First up today is the NZ trade report for March at 8:45 AEST ahead of the weekly ANZ-Roy Morgan consumer sentiment index (it rebounded last week) ahead of the big one on the calendar today which is the AU CPI for the March quarter.

While the market is very sensitive to the CPI and the AUD and rates markets might see an immediate knee-jerk reaction, the market is not hanging on this number as one that might swing the RBA into action or inaction at upcoming meetings.  The argument to keep rates steady has been won – at least for now – by the better domestic activity reports over recent months keeping the RBA relatively comfortably on hold, and with a more resilient $A.  While the Bank has had an easing bias for many months now from low inflation (headline inflation has been below the 2-3 target range for five quarter now, with underlying inflation at a subdued 2%) it’s kept rates steady with still evident labour market trend improvement and an upbeat NAB Business Survey.

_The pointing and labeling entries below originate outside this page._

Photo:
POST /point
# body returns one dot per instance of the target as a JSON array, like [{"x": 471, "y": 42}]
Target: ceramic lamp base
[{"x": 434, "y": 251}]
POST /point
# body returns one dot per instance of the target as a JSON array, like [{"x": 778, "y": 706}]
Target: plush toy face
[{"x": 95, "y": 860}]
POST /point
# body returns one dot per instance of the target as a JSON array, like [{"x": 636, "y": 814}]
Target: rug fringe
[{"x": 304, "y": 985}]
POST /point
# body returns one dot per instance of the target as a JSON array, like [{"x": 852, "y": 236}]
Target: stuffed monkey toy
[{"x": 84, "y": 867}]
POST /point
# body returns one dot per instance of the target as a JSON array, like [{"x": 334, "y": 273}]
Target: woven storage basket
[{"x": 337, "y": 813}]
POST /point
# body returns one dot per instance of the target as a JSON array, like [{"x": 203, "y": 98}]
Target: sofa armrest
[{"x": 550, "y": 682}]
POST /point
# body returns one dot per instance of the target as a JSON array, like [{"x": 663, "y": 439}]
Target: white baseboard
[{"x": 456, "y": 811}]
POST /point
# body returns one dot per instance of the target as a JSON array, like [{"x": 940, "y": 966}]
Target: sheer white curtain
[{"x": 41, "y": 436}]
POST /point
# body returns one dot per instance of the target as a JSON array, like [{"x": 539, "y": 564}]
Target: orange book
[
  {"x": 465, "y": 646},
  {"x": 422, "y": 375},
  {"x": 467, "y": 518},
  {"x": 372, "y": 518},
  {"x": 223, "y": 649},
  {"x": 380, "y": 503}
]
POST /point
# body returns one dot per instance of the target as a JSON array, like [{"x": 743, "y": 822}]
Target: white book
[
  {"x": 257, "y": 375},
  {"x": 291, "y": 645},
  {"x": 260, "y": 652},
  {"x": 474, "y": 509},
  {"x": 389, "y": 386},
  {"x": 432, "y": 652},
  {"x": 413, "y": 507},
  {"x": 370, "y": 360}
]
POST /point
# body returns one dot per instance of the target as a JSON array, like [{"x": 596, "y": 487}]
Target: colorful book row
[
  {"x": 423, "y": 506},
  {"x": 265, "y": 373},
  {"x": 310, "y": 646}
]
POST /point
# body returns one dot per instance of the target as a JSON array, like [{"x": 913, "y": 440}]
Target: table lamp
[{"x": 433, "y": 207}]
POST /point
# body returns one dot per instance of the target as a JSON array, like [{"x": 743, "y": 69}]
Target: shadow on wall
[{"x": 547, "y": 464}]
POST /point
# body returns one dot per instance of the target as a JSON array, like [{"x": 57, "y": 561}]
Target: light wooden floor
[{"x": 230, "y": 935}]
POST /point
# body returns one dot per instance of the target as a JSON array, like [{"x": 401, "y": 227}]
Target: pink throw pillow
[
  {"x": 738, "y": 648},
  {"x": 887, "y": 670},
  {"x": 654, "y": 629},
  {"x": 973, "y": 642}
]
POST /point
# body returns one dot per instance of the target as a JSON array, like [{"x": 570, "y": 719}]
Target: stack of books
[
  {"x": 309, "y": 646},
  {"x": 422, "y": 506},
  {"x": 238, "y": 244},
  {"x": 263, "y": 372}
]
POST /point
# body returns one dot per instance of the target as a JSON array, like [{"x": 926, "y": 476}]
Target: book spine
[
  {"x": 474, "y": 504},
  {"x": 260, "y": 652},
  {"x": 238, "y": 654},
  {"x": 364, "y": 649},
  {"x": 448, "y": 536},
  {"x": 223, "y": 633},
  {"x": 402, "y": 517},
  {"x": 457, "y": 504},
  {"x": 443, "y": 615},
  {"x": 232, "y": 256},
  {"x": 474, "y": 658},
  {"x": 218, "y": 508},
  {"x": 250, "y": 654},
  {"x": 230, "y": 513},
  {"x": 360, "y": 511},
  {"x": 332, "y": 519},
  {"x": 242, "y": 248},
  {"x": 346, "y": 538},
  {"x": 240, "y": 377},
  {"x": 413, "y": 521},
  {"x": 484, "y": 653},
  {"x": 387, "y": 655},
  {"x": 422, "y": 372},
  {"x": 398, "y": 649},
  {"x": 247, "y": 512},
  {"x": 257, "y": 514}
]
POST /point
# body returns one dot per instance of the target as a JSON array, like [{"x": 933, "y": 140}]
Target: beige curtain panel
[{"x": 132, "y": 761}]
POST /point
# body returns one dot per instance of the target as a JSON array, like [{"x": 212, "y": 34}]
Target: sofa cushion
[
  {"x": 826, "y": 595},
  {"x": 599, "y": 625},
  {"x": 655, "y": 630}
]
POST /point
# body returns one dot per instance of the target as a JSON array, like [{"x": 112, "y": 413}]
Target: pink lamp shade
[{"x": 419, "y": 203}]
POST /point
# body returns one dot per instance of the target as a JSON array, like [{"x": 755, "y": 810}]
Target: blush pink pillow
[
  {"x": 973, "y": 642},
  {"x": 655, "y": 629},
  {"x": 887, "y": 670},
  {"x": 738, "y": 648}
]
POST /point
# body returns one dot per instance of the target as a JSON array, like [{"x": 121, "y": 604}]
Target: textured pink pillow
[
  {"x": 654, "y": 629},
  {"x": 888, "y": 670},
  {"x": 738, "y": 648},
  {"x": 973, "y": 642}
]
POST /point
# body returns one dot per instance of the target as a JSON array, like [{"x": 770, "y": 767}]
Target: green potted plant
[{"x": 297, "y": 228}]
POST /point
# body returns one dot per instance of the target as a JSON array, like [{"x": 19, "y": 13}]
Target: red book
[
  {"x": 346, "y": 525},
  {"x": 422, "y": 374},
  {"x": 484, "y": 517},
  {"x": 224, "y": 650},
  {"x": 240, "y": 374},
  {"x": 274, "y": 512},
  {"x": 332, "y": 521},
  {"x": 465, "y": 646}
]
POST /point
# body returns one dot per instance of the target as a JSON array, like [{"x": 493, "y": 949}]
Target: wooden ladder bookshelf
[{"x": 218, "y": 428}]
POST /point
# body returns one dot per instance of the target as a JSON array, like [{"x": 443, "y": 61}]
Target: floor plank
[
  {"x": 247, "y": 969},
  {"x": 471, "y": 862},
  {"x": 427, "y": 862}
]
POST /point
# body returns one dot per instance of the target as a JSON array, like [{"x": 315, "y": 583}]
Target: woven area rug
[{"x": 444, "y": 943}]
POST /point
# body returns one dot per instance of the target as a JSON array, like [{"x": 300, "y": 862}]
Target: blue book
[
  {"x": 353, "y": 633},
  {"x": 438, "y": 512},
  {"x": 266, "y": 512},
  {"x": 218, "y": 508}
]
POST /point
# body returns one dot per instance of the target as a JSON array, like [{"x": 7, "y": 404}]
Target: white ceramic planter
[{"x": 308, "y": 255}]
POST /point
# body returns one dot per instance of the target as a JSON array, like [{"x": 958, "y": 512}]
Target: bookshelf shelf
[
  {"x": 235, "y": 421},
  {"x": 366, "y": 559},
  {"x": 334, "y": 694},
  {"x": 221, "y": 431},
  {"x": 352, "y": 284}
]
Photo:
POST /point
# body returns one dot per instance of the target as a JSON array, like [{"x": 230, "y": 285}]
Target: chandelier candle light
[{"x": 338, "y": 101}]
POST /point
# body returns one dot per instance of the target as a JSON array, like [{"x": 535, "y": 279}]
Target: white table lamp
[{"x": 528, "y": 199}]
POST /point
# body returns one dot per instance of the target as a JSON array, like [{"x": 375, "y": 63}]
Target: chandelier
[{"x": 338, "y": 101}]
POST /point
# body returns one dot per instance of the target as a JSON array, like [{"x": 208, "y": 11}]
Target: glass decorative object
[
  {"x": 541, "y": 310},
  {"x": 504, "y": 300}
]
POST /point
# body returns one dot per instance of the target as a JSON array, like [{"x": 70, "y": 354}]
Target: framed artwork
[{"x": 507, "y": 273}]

As for today’s number, NAB has a somewhat below consensus forecast for headline CPI of 0.1% q/q (L: 0.4%; E: 0.2%) while our underlying forecast is 0.5-0.6% (L: 0.5%; E: 0.5%) close to if a tad above consensus.  As far as quarterly special influences are concerned, low banana prices might bend the figures even lower with the risk of an even larger fall in fruit prices than our 10% fall, a mirror opposite to a decade ago when Cyclone Larry decimated the crop and saw the CPI rise 1.7% in Q2 2006.  Since preparing our bottom-up assessment, Wesfarmers’ comments last week that Coles supermarkets was having the highest rates of food deflation since mid-2013 points to some more widespread downside risk, food having a 16.8% weight in the CPI, thus also spilling over into underlying inflation.

NAB’s SME small business counterpart of the main quarterly business survey is also released at 11.30 as is China’s March industrial profits figures.  There are two second tier releases from Japan ahead of the BoJ tomorrow, the All Industry Activity index at 14:30 AEST and their Small Business Confidence survey at 15:00 AEST.

Event risk starts kicks on tonight with the first cut of UK GDP.  Growth of 0.4%/2.0% (after 0.6%/2.1%) is tipped; anything larger likely to propel Sterling further as recent Brexit fears have eased recently.  Ahead of the FOMC (4:00 AEST tomorrow; followed by the RBNZ at 7:00 AEST) is the US goods trade and pending home sales.  There will be interest in how much the FOMC statement (no forecast update nor Yellen presser at this meeting) might dial back their global risk assessment and how much to look through the Q1 slowdown given continued resilience in the labour market.  Is June implicitly alive, semi-alive or unlikely? After tomorrow’s meeting, the next one comes June 14, nine days before the June 23 Brexit referendum.

Overnight

On global stock markets, the S&P 500 was +0.20%. Bond markets saw US 10-years +1.43bp to 1.93%. On commodity markets, Brent crude oil +4.27% to $45.8, gold+0.4% to $1,245, iron ore -5.0% to $62.78. AUD is at 0.7749 and the range was 0.7748 to 0.7751.